Court of Appeal: ENE does not obstruct access to court

Requiring parties to submit to early neutral evaluation (ENE) against their will is “not an obstruction to or constraint on” their access to the court, the Court of Appeal has ruled.

ENE can help parties focus on whether a case can be settled and reduce costs, said Lord Justice Moylan.

The full decision in Lomax v Lomax – a summary of which we reported earlier this month – has now been published.

It concerned a case where the trial judge, Mrs Justice Parker, said the battle between a widow and stepson over a large estate “cries, indeed screams out” for the kind of “robust, judge-led” processes used to settle family law disputes.

However, she felt constrained by the CPR from ordering an ENE hearing because the respondent did not consent to it.

CPR 3.1(2)(m) allows the court to take any step or make any order for the purpose of managing a case and furthering the overriding objective, including hearing an ENE with the aim of helping the parties settle the case.

The appeal court ruled that this did not include an implied requirement for consent.

Moylan LJ – giving the unanimous ruling of the court – said: “If the intention had been to require the parties to consent, it would have been very easy to make this clear by expressly providing for this.

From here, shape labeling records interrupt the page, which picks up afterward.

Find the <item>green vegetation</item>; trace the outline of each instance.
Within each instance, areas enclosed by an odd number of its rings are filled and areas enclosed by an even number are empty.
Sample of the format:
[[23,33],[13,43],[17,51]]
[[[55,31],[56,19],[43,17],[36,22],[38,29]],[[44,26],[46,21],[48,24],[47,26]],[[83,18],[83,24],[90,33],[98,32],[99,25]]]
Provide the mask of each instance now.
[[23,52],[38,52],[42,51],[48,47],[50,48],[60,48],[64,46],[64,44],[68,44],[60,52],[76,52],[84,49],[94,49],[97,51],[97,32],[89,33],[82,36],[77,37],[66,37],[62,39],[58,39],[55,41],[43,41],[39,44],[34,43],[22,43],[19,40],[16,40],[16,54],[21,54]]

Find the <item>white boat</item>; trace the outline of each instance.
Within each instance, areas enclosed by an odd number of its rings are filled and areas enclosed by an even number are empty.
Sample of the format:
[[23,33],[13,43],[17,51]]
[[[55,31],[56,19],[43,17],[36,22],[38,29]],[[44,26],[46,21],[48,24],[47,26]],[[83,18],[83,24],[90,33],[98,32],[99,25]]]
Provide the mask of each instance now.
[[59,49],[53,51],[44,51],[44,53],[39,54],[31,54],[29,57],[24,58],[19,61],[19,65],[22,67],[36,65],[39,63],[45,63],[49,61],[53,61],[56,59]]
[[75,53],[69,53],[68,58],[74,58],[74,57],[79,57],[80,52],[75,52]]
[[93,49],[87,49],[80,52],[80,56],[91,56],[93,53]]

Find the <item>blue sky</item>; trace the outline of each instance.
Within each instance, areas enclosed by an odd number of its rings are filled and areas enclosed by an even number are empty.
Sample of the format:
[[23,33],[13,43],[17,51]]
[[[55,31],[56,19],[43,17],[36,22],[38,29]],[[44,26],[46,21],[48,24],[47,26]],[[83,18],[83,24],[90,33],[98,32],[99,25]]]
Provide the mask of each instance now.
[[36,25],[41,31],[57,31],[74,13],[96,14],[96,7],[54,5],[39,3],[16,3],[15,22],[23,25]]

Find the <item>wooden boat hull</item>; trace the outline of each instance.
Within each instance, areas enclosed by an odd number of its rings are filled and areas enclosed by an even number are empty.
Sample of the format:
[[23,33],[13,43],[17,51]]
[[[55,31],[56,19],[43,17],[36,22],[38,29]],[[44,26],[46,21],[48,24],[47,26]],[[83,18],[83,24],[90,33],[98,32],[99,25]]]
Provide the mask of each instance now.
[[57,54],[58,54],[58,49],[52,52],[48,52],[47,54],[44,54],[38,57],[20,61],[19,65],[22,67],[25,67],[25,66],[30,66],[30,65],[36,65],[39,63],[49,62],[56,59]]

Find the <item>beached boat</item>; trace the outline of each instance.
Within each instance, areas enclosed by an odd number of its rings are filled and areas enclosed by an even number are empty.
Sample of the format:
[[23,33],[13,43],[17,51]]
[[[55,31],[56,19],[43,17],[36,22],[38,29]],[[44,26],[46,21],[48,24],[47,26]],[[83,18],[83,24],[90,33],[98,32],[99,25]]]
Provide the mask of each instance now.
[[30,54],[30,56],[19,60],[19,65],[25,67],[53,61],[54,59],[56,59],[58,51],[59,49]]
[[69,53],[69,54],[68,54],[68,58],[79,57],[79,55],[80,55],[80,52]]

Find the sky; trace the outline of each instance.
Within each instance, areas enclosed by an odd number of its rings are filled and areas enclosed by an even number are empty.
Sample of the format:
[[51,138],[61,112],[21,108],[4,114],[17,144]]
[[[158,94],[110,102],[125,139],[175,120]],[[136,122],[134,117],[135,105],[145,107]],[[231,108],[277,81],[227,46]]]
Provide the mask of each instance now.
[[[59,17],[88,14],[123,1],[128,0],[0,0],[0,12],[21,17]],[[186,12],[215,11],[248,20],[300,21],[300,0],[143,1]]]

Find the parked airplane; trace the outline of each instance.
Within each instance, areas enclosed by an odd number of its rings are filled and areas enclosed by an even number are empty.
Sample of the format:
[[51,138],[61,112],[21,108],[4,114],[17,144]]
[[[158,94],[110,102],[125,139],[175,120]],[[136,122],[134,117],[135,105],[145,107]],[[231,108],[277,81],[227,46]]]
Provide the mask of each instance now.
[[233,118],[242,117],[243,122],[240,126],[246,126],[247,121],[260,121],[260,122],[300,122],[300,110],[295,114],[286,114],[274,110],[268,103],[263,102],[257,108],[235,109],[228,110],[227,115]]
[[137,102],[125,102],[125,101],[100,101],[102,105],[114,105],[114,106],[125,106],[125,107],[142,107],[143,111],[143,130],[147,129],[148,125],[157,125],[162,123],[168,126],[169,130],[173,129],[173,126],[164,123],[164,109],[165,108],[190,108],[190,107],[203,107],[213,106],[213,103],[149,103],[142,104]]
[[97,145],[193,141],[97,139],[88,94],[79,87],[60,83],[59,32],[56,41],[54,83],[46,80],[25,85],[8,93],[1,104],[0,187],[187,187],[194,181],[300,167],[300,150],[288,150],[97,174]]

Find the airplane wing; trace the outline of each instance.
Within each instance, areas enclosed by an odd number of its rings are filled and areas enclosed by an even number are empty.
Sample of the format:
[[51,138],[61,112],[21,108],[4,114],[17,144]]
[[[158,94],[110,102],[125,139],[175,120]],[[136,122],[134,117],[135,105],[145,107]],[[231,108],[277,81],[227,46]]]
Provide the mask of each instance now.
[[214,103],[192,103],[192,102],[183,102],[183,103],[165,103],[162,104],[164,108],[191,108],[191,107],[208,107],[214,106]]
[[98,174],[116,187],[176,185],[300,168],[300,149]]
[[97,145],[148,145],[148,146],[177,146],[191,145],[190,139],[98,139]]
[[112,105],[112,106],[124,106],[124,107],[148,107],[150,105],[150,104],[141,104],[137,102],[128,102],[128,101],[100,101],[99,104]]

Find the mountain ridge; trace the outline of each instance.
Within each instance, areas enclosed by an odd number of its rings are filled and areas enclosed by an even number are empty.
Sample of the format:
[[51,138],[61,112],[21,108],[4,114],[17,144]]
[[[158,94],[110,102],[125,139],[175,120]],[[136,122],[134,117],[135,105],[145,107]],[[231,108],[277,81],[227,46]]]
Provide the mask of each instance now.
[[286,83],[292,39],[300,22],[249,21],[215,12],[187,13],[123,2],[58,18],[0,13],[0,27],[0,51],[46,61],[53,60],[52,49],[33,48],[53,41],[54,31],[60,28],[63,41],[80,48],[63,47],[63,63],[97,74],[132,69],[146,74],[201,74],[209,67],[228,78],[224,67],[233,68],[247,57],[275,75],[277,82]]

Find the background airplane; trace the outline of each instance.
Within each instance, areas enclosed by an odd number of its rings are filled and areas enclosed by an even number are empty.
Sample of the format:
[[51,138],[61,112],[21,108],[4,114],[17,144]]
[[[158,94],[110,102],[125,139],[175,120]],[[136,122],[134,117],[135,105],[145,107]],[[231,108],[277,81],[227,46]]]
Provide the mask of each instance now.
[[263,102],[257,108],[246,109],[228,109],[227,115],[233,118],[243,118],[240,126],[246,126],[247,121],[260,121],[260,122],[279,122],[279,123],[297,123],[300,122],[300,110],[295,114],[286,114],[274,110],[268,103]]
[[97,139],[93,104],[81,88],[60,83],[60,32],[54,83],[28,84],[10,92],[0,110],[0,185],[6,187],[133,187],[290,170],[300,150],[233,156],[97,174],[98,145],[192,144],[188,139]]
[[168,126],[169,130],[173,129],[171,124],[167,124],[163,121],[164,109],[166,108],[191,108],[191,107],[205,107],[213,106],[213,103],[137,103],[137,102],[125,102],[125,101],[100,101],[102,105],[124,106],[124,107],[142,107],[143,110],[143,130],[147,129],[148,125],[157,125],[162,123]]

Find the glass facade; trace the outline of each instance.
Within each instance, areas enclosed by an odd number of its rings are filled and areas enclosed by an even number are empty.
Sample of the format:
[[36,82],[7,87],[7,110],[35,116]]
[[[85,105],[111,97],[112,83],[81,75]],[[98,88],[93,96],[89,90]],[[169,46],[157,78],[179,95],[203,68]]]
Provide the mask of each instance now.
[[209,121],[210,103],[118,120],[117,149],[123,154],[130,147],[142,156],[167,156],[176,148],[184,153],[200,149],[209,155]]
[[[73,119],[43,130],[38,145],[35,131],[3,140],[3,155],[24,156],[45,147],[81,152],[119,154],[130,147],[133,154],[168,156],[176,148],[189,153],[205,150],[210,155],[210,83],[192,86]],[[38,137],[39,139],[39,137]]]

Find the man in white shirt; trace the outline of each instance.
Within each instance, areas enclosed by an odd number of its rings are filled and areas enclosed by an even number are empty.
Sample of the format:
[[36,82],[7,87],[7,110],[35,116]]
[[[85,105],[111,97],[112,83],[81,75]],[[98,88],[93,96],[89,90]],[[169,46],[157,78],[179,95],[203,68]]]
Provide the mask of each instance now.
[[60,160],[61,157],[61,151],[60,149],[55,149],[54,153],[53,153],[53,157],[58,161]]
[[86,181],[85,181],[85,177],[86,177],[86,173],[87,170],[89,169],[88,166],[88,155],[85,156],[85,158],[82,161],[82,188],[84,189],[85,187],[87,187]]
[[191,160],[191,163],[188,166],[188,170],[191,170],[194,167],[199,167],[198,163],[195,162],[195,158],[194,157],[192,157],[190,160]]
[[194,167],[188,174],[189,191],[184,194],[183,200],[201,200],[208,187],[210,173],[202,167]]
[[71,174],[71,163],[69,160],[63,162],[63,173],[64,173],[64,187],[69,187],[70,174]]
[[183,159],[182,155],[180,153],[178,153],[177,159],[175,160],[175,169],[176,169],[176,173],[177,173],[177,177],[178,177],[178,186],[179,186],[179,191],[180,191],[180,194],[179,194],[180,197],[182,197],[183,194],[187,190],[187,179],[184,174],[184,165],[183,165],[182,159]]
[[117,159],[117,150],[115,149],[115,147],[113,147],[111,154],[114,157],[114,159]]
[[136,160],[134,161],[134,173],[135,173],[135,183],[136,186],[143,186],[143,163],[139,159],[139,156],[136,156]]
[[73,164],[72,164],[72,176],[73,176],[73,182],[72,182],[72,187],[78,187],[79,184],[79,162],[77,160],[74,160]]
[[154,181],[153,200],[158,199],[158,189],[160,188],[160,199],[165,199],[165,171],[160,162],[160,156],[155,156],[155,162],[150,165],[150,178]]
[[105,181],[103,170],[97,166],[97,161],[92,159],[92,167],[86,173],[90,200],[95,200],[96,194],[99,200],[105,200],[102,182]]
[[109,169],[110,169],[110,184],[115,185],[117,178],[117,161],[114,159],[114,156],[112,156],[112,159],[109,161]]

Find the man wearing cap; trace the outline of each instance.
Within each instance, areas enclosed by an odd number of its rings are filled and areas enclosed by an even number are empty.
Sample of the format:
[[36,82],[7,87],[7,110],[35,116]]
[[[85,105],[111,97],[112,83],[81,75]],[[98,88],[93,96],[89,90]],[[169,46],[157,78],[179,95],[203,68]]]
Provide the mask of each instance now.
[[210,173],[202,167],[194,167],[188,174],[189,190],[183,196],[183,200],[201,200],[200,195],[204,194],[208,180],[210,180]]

“In my view, the absence of any such express requirement is a powerful indication that consent is not required.”

The judge said ENE was different from forcing parties to mediate, as an ENE hearing was “part of the court process”.

He continued: “In any event, ENE does not prevent the parties from having their disputes determined by the court if they do not settle their case at or following an ENE hearing.

“It does not, in any material way, obstruct a party’s access to the court.

“Insofar as it includes an additional step in the process, this is not in any sense an ‘unacceptable constraint’, to use the expression from Halsey. In my view, it is a step in the process which can assist with the fair and sensible resolution of cases.”

Moylan LJ said “the great value” of ENE has been clearly demonstrated in financial dispute resolution (FDR) hearings in family cases – whether or not the parties were willing to seek to resolve their dispute by agreement.

“I would also suggest, in response to [counsel for the respondent’s] submission that ordering an ENE is a strange way of helping parties settle a case, that it requires parties to focus on whether a case might be capable of settlement and requires them to hear a judge’s neutral evaluation.

“It requires them to hear this because the parties can be, and would typically be, ordered to attend the hearing as permitted by rule 3.1(2)(c), because one of the key purposes of such a hearing is for the parties to hear directly the judge’s evaluation of the case.

“Also, contrary to another of his submissions, based on my experience of FDRs, the result of requiring parties to have such a hearing can and often will be to achieve a great deal, including saving rather than adding to costs.”

Moylan LJ concluded that requiring consent would be inconsistent with elements of the overriding objective, “in particular the saving of expense and allotting to cases an appropriate share of the court’s resources, and would, therefore, be contrary to rule 1.2(b)”.

The court directed that an ENE hearing be held “as soon as possible”.